Christine and Monae both sort of gasp.

Hey, I don’t blame them. I would, too.

Then Monae starts flapping her hand in front of her face like she’s about to faint. “Fifty thousand dollars?” she squeals. “This is better than hitting the Lottery!”

Judith Rosen? She’s fuming.

“The remainder of his estate,” says the lawyer, “which, given current market positions, land values, and comparable real estate sales in Cedar Knoll Heights, our accountants conservatively estimate at two point two million dollars, Dr. Rosen leaves to David and Judith Rosen in trust for his quote living legacy end quote Arnold David Rosen.”

Little Arnie. The smiling blonde kid in all the photographs is an instant millionaire. Unless, of course, his parents blow it all on guitar lessons, Bart Simpson watches, and liposuction before he hits twenty-one.

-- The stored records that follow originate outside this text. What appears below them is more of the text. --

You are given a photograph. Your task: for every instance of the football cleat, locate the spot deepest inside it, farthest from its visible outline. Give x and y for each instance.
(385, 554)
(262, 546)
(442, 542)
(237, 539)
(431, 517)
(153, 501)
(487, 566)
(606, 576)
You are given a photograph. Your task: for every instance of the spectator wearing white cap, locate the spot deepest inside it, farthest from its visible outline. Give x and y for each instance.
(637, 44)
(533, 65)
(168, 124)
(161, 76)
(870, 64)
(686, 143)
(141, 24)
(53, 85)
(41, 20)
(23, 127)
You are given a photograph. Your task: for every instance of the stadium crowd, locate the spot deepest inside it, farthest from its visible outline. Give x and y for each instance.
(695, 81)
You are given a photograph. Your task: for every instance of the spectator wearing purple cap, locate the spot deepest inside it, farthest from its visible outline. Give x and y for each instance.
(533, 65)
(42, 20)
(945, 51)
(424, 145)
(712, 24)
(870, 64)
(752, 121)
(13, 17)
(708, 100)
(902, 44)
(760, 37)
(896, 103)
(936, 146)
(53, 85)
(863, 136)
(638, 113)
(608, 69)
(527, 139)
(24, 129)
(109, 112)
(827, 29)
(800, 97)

This is why Judith wasn’t pleased when Christine and Monae scored their fifty thousand dollars each. That little mitzvah cost her family one hundred thousand dollars. Still, two point one million dollars is nothing to sneeze at. It’s better than beer and pretzels rich. It’s practically Adele Ceepak rich.

“This isn’t fair,” protests Michael, his voice trembling.

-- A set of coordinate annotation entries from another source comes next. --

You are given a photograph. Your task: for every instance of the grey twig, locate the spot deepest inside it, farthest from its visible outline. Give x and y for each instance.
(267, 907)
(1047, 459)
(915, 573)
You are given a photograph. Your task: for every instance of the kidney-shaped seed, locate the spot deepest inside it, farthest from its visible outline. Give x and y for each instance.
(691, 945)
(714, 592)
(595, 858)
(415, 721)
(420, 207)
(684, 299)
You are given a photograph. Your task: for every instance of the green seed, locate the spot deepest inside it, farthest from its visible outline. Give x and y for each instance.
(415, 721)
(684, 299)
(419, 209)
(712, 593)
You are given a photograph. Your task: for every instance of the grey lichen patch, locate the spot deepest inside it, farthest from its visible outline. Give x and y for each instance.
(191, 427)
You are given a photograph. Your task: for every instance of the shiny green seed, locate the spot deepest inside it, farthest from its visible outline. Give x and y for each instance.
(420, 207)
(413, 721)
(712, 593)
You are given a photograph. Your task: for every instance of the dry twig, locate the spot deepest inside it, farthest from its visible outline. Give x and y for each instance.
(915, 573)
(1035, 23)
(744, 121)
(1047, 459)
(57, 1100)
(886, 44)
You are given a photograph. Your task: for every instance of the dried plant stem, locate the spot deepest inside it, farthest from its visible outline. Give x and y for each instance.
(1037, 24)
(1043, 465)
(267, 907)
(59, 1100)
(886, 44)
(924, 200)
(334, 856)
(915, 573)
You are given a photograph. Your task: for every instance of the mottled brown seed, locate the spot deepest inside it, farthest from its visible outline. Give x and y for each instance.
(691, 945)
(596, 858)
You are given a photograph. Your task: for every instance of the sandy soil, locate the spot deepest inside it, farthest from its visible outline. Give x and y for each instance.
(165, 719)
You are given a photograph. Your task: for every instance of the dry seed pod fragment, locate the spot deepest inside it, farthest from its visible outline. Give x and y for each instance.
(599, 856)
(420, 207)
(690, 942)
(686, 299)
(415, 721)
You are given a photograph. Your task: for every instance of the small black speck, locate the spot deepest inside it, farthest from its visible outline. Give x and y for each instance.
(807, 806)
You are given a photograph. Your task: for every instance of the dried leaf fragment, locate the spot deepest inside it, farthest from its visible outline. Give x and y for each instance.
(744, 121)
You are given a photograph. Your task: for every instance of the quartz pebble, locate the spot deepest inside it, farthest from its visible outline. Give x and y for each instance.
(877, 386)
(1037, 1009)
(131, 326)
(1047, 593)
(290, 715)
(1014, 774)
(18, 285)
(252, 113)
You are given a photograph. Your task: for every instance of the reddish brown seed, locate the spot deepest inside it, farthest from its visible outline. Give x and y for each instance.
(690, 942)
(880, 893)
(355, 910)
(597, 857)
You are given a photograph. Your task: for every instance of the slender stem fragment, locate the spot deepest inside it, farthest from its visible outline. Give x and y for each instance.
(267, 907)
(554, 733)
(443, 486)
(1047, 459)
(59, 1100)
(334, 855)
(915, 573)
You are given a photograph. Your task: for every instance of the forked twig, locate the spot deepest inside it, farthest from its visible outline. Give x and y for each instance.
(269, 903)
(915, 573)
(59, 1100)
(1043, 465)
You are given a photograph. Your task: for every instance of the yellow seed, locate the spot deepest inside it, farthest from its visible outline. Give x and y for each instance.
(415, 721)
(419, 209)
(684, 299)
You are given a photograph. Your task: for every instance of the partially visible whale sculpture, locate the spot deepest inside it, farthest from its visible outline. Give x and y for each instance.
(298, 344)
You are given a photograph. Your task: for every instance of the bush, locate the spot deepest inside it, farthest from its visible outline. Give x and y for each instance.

“Really?” says the lawyer. “I’m surprised to hear you say that, Michael. Surely you can’t begrudge your nephew his inheritance. You earn nearly that much in two weeks.”

“This isn’t about money.” Michael says with a laugh even though I can tell he is spitting mad. “This is about fairness. This is about family.”

“I beg your pardon?”

“My partner Andrew and I recently adopted a child. An African-American boy we named Kyle.”

“Was your father aware of this?”

“I told him Friday night. At dinner.”

“That was his ‘big announcement,’” says David.

Judith sniggers.

Michael? He looks like he could weep. Or explode. Maybe both.

“I’m so sorry, Michael,” says the lawyer. “Perhaps, had he lived longer, your father would’ve once more amended his last will and testament to include your son as well.”

“No,” says David. “He wouldn’t have. We talked about it at dinner on Friday night. Dad thought Michael and his ‘partner’ pretending that they were parents was stupid. Dad didn’t believe in adoption. He believed in bloodlines. And legitimate heirs.”

“Dad was all about real family,” adds Judith. “When you adopt you’re not extending the family tree, you’re simply taking on somebody else’s problems.”

“You, Judith,” says Michael, sounding completely heartbroken, “are a fat, repulsive bitch.”

Yowser.

“Watch your mouth, little brother,” snaps David. “That’s my wife you’re talking about.”

“I know who and what she is-a hideous and heartless cow.”

“Gentlemen?” says the lawyer, banging the table with his fist like it’s a gavel.

Michael storms out of the room.

David and Judith shake their heads as if to say, “Poor, poor Michael.” Then they smile a little to savor their triumph.

Christine? She’s looking at me with a very nervous expression on her face.

I’m kind of looking at her the same way.

Because I have to wonder: Did the last elderly patient she took care of, Mrs. Mauna Faye Crabtree, also leave her a little sumpin’-sumpin’ in her will like Dr. Rosen did? Are deathbed bequests the bonuses of the home health aide trade?

If so, Christine might’ve had a solid motive for helping ease another one of her patients out the exit door.